Everyone has blind spots. This is an axiom we all accept. Sometimes we just can’t help it; the size of our vehicle and the way our mirrors are positioned simply don’t show us what everyone else can see!
One of the purposes of having trusted friends or a loved one is that we help each other become aware of our own blind spots. Becoming aware of a personal blind spot should lead to our choosing to become especially sensitized to, for example, a negative effect we consistently have on others, with the goal of changing those behaviours.
It might take awhile, because we may still not really be seeing it, but we start measurably moving in that direction, and we give our friends the right to remind us. If we are even somewhat emotionally healthy, even if we still can’t quite personally see what the fuss is all about, we trust our friends enough to believe them when they tell us (especially repeatedly) that our X leads to their Y, and out of love and respect for them, we adapt.

We’re all prepared to understand and to a certain degree excuse blind spots in others, because hopefully we’re all aware that we have them, too. But there are situations in which we should stop excusing what we’re calling a blind spot, because that’s not actually what it is.

A blind spot is legitimate as such only as long as we have had no opportunity to see it, in other words up to the point that someone close to us points it out and tells us of the undesirable effect it’s having. As of that point, we can no longer claim ignorance. If several people have pointed out the same thing, and we still act unaware of the damage we’re causing, this is no longer a blind spot. In this case we are in some way more invested into remaining intractable than we are into the investment that changing would require of us.
For an innocuous illustration: a man who leaves his clothing where he drops it each night can be excused until his wife has told him --maybe a few times, because he’s done this all his life and habit is hard to break-- how much that annoys her, and requests him to be an adult and clean up after himself. From that time onward, each time he does it he is (however unintentionally) telling his wife: “You and your reasonable wishes don’t matter to me as much as my own personal comfort and laziness matters to me.” I know many wives with this type of lament whose husbands seem to remain clueless of the message they are sending.

Another axiom I’ve come across lately is this one (I think it originates from Maya Angelou): "When someone’s actions tell you who they are, believe them."

Now, we all have times when we slide back into bad habits or forget what we’d intended to change. I’m not talking about that. I’m taking about someone who, despite having been told, shown and entreated many times by many different people, remains immovable in the behaviours that harm others. Worse, this person may turn the tables on those who muster the courage to tell him how he has hurt them, and play the victim, using blame-shifting tactics: “I can’t imagine why you would think that of me. I never intended any harm. I’m so hurt you would judge me this way.”

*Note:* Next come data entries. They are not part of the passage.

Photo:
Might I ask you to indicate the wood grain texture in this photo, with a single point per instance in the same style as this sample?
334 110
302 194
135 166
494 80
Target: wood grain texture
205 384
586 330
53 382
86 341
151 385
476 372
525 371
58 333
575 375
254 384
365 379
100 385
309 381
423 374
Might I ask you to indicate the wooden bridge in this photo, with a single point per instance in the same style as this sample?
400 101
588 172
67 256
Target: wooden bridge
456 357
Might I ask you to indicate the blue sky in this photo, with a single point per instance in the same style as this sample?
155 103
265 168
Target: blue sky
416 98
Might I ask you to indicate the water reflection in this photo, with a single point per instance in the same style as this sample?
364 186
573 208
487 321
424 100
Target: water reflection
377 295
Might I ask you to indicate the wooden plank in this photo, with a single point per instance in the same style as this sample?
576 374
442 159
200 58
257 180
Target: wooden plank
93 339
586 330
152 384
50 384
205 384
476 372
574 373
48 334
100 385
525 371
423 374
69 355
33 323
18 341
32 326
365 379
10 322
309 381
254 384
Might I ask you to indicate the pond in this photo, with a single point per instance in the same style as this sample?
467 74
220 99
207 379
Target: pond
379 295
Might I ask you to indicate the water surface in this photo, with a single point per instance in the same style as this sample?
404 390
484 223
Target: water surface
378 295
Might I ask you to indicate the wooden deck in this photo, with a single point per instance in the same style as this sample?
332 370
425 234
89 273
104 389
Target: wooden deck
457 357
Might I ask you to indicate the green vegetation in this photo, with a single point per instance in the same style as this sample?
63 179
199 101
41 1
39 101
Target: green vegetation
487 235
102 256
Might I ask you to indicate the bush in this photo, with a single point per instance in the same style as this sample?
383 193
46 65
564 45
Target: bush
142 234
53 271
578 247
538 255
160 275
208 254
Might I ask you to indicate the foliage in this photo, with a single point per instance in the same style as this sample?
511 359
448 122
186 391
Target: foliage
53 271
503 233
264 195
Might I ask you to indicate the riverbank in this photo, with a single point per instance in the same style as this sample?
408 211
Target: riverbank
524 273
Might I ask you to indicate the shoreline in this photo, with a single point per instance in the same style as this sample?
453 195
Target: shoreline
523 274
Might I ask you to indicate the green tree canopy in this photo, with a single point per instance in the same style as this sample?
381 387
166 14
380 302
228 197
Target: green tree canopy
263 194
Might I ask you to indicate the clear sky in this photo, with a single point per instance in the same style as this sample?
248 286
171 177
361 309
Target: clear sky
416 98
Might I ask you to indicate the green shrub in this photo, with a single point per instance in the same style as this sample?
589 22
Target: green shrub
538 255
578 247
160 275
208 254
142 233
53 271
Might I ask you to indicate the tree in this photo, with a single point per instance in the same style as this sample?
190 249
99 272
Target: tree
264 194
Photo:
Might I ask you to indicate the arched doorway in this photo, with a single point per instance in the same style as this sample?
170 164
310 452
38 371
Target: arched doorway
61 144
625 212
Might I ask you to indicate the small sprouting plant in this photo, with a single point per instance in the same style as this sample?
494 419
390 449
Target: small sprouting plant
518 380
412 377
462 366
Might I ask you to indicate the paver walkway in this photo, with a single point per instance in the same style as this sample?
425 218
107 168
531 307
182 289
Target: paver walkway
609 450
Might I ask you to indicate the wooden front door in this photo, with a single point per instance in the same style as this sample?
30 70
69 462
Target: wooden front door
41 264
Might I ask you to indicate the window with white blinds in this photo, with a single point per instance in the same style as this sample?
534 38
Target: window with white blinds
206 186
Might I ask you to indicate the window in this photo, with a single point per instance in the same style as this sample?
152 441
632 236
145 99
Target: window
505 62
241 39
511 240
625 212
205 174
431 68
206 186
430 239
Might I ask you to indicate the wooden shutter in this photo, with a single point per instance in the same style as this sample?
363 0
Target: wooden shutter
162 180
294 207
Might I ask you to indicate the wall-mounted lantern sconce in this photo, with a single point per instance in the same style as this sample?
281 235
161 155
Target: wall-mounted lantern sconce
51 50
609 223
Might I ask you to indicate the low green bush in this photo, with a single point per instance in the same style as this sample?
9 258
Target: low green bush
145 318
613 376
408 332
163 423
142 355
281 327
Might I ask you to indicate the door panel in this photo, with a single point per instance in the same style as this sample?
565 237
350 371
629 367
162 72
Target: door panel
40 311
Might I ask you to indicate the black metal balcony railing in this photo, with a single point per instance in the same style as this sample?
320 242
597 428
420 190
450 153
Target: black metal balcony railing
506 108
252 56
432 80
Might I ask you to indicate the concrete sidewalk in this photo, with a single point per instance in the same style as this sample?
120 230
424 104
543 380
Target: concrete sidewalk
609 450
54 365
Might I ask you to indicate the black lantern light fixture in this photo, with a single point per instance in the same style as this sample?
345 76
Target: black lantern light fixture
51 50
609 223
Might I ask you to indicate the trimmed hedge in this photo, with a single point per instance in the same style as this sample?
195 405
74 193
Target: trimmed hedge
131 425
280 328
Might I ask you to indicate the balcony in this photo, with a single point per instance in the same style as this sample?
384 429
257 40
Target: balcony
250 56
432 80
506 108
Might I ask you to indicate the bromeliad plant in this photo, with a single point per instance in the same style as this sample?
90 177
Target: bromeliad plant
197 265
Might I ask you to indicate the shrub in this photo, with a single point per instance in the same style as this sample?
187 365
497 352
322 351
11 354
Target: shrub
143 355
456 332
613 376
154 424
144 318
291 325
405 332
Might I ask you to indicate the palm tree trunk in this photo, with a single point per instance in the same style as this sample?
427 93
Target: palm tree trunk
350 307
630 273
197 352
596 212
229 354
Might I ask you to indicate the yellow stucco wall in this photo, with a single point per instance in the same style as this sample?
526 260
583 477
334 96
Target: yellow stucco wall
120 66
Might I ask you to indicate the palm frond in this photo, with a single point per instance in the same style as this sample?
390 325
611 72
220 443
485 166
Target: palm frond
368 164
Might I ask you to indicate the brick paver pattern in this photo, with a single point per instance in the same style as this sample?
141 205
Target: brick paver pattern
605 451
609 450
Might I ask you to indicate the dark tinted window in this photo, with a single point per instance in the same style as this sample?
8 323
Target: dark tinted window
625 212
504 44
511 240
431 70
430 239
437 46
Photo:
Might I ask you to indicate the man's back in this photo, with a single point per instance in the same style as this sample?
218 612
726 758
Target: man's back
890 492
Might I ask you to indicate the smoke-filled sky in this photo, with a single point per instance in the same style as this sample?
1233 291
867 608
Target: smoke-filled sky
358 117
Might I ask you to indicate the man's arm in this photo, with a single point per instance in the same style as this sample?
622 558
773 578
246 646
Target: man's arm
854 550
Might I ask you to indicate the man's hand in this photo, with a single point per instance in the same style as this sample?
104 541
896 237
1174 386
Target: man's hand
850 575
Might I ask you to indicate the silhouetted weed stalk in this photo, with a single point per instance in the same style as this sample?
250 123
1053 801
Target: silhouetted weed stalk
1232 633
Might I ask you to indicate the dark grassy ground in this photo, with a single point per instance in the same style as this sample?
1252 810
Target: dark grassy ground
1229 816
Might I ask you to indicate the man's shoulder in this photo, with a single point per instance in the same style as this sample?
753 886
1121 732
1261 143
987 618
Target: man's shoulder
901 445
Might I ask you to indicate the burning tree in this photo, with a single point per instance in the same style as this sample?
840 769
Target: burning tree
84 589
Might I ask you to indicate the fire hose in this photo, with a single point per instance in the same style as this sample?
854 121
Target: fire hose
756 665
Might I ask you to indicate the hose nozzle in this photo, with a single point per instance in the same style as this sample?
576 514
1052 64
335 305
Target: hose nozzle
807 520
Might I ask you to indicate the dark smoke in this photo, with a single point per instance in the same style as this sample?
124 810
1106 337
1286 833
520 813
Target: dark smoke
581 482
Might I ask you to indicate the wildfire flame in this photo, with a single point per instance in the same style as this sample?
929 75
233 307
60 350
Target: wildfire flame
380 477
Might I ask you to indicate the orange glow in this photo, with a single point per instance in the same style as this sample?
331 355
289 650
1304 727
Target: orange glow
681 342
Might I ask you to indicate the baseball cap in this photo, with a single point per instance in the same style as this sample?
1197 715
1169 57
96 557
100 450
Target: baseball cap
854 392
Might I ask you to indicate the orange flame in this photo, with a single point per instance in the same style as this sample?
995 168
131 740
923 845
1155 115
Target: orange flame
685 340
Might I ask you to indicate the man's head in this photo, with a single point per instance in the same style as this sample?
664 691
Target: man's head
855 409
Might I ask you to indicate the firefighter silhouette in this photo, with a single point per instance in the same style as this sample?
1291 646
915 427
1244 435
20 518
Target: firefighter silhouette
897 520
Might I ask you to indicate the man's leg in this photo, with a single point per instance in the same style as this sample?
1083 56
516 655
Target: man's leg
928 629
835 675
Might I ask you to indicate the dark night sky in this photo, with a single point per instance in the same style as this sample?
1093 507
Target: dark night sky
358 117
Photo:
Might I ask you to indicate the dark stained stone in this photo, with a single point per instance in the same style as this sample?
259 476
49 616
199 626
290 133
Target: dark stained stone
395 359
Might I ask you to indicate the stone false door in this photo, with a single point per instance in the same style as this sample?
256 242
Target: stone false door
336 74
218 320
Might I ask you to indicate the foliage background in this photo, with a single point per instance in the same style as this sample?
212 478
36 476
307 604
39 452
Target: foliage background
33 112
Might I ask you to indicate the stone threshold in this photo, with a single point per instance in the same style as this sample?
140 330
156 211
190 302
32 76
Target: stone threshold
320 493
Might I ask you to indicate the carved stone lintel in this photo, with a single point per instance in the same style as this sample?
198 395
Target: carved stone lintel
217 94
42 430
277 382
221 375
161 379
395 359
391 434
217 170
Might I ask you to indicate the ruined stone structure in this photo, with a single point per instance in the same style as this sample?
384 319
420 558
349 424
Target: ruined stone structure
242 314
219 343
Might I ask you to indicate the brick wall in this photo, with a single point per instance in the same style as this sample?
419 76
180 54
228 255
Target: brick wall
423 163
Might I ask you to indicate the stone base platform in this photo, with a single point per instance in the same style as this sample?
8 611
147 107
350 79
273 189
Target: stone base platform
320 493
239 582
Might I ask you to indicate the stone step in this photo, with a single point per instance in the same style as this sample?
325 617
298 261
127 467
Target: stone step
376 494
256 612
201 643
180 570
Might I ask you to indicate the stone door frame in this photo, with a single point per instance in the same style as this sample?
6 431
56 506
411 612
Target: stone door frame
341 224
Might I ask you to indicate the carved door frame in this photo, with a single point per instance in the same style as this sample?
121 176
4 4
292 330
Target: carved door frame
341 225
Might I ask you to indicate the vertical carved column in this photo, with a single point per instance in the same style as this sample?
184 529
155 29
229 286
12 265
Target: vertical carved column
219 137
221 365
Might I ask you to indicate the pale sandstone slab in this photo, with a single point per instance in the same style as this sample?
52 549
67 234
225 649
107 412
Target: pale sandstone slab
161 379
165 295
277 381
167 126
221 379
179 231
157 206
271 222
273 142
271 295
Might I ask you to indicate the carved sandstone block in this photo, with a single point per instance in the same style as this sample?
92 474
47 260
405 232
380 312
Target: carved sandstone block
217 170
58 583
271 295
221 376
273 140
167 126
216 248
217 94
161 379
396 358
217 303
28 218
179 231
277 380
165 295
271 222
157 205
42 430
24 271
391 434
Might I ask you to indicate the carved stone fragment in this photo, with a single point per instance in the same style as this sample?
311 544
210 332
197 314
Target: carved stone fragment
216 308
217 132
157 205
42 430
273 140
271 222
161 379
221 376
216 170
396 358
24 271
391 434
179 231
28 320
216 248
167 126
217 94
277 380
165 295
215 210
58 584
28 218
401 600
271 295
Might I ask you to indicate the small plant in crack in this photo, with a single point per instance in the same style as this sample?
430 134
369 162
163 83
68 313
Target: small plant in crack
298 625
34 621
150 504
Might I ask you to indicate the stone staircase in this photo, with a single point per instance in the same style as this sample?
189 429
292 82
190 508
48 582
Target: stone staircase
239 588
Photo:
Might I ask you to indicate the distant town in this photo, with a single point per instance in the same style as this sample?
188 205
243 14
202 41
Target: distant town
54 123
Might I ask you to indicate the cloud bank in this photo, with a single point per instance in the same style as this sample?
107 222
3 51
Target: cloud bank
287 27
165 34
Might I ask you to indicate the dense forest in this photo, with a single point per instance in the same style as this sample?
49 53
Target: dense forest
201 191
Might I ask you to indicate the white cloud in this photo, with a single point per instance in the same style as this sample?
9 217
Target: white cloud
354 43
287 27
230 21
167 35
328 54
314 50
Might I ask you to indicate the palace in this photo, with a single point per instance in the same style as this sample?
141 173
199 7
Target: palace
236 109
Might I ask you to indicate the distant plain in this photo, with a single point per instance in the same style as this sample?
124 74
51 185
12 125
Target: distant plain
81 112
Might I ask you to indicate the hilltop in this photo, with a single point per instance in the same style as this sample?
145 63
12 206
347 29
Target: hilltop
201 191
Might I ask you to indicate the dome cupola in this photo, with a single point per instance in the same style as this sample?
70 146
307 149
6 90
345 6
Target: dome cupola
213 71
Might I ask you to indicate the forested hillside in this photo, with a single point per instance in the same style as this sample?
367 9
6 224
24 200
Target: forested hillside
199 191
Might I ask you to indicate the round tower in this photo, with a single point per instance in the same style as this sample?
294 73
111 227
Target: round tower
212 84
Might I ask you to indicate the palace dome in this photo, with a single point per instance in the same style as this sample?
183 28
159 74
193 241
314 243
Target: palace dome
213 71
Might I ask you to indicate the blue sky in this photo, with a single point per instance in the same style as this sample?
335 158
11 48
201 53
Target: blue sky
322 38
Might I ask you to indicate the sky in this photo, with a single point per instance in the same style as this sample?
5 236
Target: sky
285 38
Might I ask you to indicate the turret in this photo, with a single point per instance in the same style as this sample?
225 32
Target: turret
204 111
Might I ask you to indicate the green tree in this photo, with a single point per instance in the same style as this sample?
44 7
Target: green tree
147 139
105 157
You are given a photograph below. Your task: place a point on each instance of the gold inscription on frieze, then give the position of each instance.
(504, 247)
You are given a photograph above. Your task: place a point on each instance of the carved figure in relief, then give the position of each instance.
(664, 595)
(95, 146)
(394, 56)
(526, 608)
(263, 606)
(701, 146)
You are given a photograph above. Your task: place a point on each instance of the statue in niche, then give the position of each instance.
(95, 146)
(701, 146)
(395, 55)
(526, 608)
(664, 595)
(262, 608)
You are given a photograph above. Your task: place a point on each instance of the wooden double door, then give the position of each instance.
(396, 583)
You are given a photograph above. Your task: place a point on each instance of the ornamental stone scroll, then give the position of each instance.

If this person is in any kind of authority, especially spiritual authority, the damage is of course on a much wider scale. This is not a blind spot, but something more sinister. There is a deep commitment to remaining the same at others’ cost, and unknowingly at their own cost. Whether it is intended as such or not, it results in abuse. Abuse of peoples’ trust, their time and personal investment, their loyalty, their expectations that he would care enough about the effects of his brokenness on them to at least make an effort to change.

I was married to an emotional abuser for over 30 years. He had many fine qualities as well as his brokenness, and he would say to this day that he loved me and never intended to hurt me. But the fact is, he did hurt me; over and over again, and he remained defensive about it and unwilling to own it as his problem to the end. Protecting himself trumped as the most important thing in his inner life.
The fact that people who do this can be wonderful people in other aspects does not change the fact that a blind spot is only a blind spot until it is revealed; then it becomes something else. When we exemplify an unwillingness to see, own and change our revealed “blind spots”, we’re like a lorry driver who keeps running over people in the street with the excuse: “But I didn’t see them!” or, worse: “Well, they shouldn’t have been standing there.”